Further, leaving the EU single market has had an effect on the supply and the price of medicines, the report says, with “a greater level of shortages across the board” as well as five Serious Shortage Protocols having been in effect almost continuously since the UK left the single market.

The government’s new trade barriers and a weak pound have also meant that the health service has “had to accept more increases in price on medicines, such as Prozac, as pharmacists have been unable to find them at the usual price”, the report explains.

The number of such “price concessions” has risen from below 20 to over 100, the researchers say, noting that “while similar increases have been seen in other countries, including France and Germany, instances have been unusually sustained in the UK and precede the pandemic”.
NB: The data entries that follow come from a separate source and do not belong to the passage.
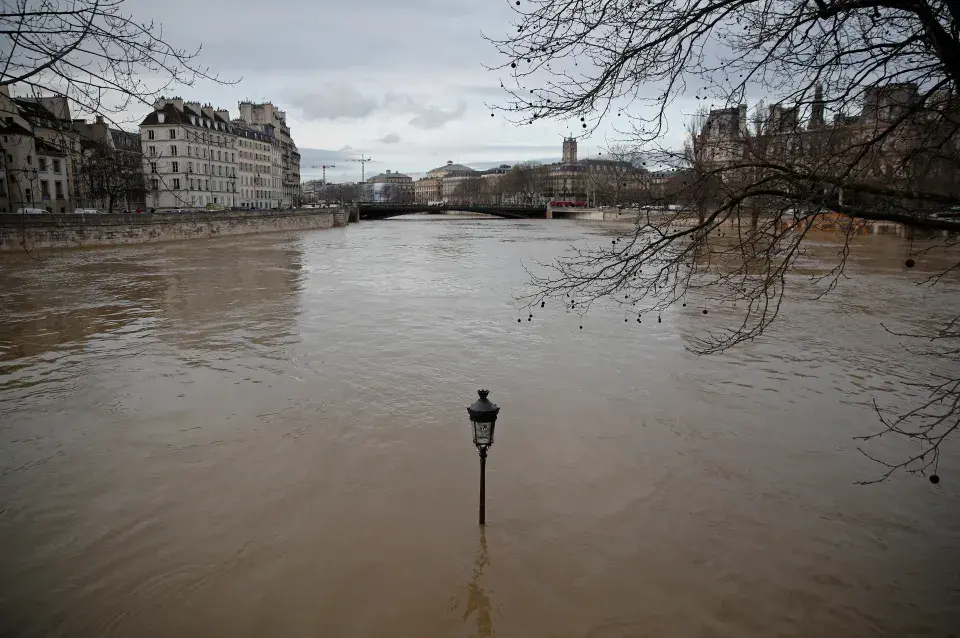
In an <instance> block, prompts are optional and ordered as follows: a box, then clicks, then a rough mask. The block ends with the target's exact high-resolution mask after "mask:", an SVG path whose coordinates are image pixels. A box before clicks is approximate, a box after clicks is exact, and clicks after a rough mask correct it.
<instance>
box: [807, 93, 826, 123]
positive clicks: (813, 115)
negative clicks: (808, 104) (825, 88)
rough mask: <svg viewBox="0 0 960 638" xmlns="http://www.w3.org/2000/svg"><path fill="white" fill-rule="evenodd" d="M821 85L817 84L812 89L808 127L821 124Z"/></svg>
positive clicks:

The researchers also warn that the economic hit from Brexit, which it is estimated will amount to around 4 per cent of GDP in the long run, is likely to drive poorer health outcomes going into the future, putting the health service under more pressure.

“There is a strong correlation between living standards and health, which will be impacted by falling living standards driven by rising inflation and the fall in the value of sterling,” the report says.

“Brexit risks particular economic consequences for areas of the country where industries are more affected by trade barriers, and may worsen embedded health inequalities following austerity.”

Tamara Hervey, a Jean Monnet professor of EU law at City University of London, said: “We urgently need an honest national conversation about the post-Brexit context for medicines, equipment and devices supply and NHS staffing.

“The health sector, generally speaking, would like a closer relationship with the EU’s standards. There are potential benefits from a looser relationship with the EU, but capitalising on them would involve courageous political decisions. Instead, we have drift and fantasies.”